Determinant from eigenvalues Is it always true that product of eigenvalues is determinant of a matrix ?
what if one of the eigenvalues are same and matrix is not diagonalizable ? Is this statement is still true ?
 A: $\DeclareMathOperator{\Tr}{Tr}$
The determinant is the product of the zeroes of the characteristic polynomial (counting with their multiplicity), and the trace is their sum, regardless of diagonalizability of the matrix. If the underlying field is algebraically closed (such as $\mathbb{C}$), then those zeroes will exactly be the eigenvalues.
Proof:
Let $k_A$ be the characteristic polynomial $k_A(\lambda)=\det(A-\lambda I)$ of the $n\times n$ matrix $A$. It's expanded form is $k_A(\lambda)=a_n\lambda^n + a_{n-1}\lambda^{n-1} + \cdots + a_1\lambda + a_0$, noting that the degree of the polynomial is $n$ because the determinant is a sum of products of $n$ matrix entries (each entry having at most one $\lambda$).
Observe that $k_A(0) = \det(A)$, so $a_0 = \det(A)$.
Notice that the only way to get the power $\lambda^n$ as a product of $n$ matrix entries, taking exactly one from every row and column, is to choose the entries on the main diagonal: $(a_{11} - \lambda)(a_{22} - \lambda)\cdots (a_{nn} - \lambda)$.
This yields $(-1)^n\lambda^n$ when expanded, so $a_n = (-1)^n$.
Now, let's calculate $a_{n-1}$: the power $\lambda^{n-1}$ is yielded also only from the product of main diagonal entries $(a_{11} - \lambda)(a_{22} - \lambda)\cdots (a_{nn} - \lambda)$, when multiplying $n-1$ terms with $-\lambda$, and one $a_{ii}$ term.
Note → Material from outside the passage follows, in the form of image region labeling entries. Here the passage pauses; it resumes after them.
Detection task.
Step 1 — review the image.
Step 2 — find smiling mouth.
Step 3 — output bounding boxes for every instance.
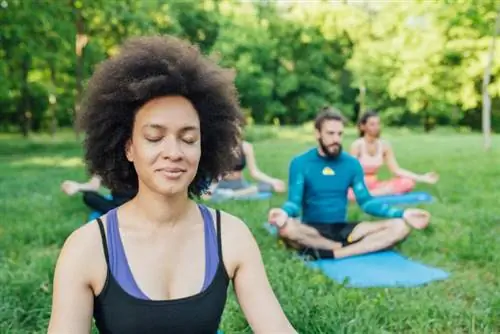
[157,168,186,179]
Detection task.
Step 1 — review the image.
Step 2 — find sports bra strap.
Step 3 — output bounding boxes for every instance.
[215,210,223,262]
[97,217,109,268]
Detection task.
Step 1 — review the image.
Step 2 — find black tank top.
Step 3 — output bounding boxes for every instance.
[94,210,230,334]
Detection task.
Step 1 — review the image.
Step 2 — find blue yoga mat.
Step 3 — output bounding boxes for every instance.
[372,191,435,205]
[264,222,449,288]
[87,211,102,222]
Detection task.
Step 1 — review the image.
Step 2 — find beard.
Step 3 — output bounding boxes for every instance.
[318,138,342,159]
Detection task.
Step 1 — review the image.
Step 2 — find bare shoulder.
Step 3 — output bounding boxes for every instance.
[206,209,258,278]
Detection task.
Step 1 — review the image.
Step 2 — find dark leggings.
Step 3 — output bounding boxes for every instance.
[82,191,129,214]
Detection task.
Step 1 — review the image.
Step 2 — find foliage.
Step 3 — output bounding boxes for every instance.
[0,0,500,135]
[0,127,500,334]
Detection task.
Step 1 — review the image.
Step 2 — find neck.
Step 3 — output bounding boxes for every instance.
[316,146,340,160]
[130,187,194,225]
[364,135,378,144]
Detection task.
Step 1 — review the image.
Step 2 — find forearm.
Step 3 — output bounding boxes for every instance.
[251,170,274,183]
[394,168,422,182]
[78,182,99,191]
[353,177,404,218]
[285,223,337,250]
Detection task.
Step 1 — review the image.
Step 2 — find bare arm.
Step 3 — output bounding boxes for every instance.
[232,222,297,334]
[349,140,360,159]
[47,226,97,334]
[80,175,101,191]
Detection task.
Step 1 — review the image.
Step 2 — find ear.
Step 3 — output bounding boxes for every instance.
[125,139,134,162]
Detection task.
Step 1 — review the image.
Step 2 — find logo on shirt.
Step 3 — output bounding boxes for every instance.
[322,167,335,175]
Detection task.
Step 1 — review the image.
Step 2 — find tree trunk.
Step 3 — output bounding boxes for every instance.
[17,54,31,138]
[72,0,88,140]
[482,7,500,150]
[49,60,57,138]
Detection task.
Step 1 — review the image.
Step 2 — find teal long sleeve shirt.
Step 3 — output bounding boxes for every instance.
[282,148,403,224]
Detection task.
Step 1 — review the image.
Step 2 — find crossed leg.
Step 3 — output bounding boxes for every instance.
[280,219,411,258]
[334,219,411,258]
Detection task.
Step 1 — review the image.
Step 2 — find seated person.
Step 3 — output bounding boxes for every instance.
[210,141,285,196]
[61,175,135,214]
[268,108,430,258]
[349,111,439,200]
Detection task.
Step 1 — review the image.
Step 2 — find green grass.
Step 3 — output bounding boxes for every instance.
[0,127,500,334]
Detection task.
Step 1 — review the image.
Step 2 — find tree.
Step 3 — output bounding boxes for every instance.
[482,6,500,150]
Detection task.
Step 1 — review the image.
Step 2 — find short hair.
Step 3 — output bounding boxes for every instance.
[358,109,378,137]
[314,106,346,131]
[78,36,243,197]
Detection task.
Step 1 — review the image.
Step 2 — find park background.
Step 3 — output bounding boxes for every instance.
[0,0,500,334]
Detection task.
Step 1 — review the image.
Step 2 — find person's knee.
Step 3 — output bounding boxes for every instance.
[389,219,411,242]
[399,177,416,191]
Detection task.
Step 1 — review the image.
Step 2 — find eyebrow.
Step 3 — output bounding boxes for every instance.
[142,123,198,132]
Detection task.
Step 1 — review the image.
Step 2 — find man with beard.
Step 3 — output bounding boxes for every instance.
[268,107,430,258]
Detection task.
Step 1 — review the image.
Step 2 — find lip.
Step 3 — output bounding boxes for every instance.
[156,167,186,173]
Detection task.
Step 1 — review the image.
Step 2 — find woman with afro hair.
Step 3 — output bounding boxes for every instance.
[48,36,296,334]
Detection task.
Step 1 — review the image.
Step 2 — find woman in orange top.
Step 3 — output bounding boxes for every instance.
[349,111,439,200]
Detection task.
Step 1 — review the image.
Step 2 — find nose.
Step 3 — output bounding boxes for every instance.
[161,137,183,160]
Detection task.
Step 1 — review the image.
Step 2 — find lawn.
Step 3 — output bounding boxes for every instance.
[0,128,500,334]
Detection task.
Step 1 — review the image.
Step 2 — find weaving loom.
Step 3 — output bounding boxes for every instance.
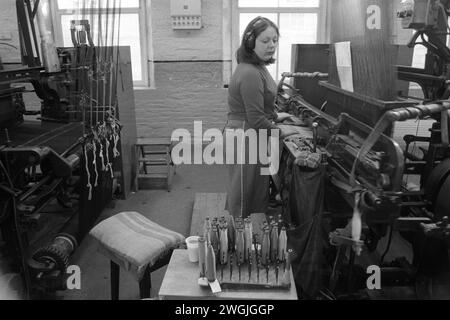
[0,0,134,298]
[278,0,450,298]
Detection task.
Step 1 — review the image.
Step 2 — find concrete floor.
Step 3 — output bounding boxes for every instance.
[56,165,227,300]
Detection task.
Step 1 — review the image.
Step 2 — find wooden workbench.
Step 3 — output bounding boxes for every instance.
[158,249,298,300]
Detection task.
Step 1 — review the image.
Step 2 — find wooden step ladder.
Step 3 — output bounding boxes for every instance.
[135,138,176,191]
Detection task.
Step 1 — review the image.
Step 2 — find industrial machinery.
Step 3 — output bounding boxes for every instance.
[277,0,450,298]
[0,0,125,298]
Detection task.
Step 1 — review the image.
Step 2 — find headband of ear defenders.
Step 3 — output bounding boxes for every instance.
[245,17,266,41]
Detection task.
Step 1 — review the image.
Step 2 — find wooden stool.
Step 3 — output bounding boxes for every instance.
[135,138,176,191]
[89,212,185,300]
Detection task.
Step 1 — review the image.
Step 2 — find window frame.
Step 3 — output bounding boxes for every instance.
[50,0,149,88]
[231,0,330,80]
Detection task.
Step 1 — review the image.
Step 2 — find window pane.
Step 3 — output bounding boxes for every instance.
[278,13,317,75]
[58,0,139,10]
[239,0,278,8]
[239,13,278,80]
[61,13,142,81]
[280,0,319,8]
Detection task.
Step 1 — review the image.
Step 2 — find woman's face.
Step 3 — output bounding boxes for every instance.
[253,27,278,61]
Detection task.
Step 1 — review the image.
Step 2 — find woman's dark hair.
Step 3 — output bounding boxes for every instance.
[236,17,280,65]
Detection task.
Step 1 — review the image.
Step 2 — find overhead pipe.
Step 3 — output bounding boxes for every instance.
[36,0,61,72]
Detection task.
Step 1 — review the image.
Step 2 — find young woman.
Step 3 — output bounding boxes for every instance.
[224,17,296,218]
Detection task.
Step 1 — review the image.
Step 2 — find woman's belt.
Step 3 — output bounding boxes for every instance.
[228,113,247,121]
This is multiplied to $a_{ii}(-1)^{n-1}\lambda^{n-1}$. Doing this for every $i \in \{1, 2, \ldots, n\}$ and summing the results, we get $(a_{11} + a_{22} + \cdots + a_{nn})(-1)^{n-1}\lambda^{n-1} = \Tr(A)(-1)^{n-1}\lambda^{n-1}$, so $a_{n-1} = \Tr(A)(-1)^{n-1}$
So, $k_A(\lambda)=(-1)^n\lambda^n + \Tr(A)(-1)^{n-1}\lambda^{n-1} + \cdots + a_1\lambda + \det(A)$. Let's denote the roots of $k_A$ with $\lambda_1, \ldots, \lambda_n$ (not necessarily distinct).
Now, using Vieta's formulas we have:
$$\lambda_1\lambda_2\cdots\lambda_n = (-1)^n\frac{a_0}{a_n} = \det(A)$$
$$\lambda_1 + \lambda_2 + \cdots + \lambda_n = -\frac{a_{n-1}}{a_n} = \Tr(A)$$
As you probably know, if $A$ is diagonalizable, then we can write:
$$A = P^{-1}\begin{bmatrix}
        \lambda_1 & 0 & 0 & \ldots & 0 \\
        0 & \lambda_2 & 0 & \ldots & 0 \\
        \vdots & \vdots & \vdots & & \vdots \\
        0 & 0 & 0 & \ldots & \lambda_n \\
        \end{bmatrix}P$$
for an invertible matrix $P$. Then, using the fact that $\det$ and $\Tr$ are similarity invariants, we get the desired identities.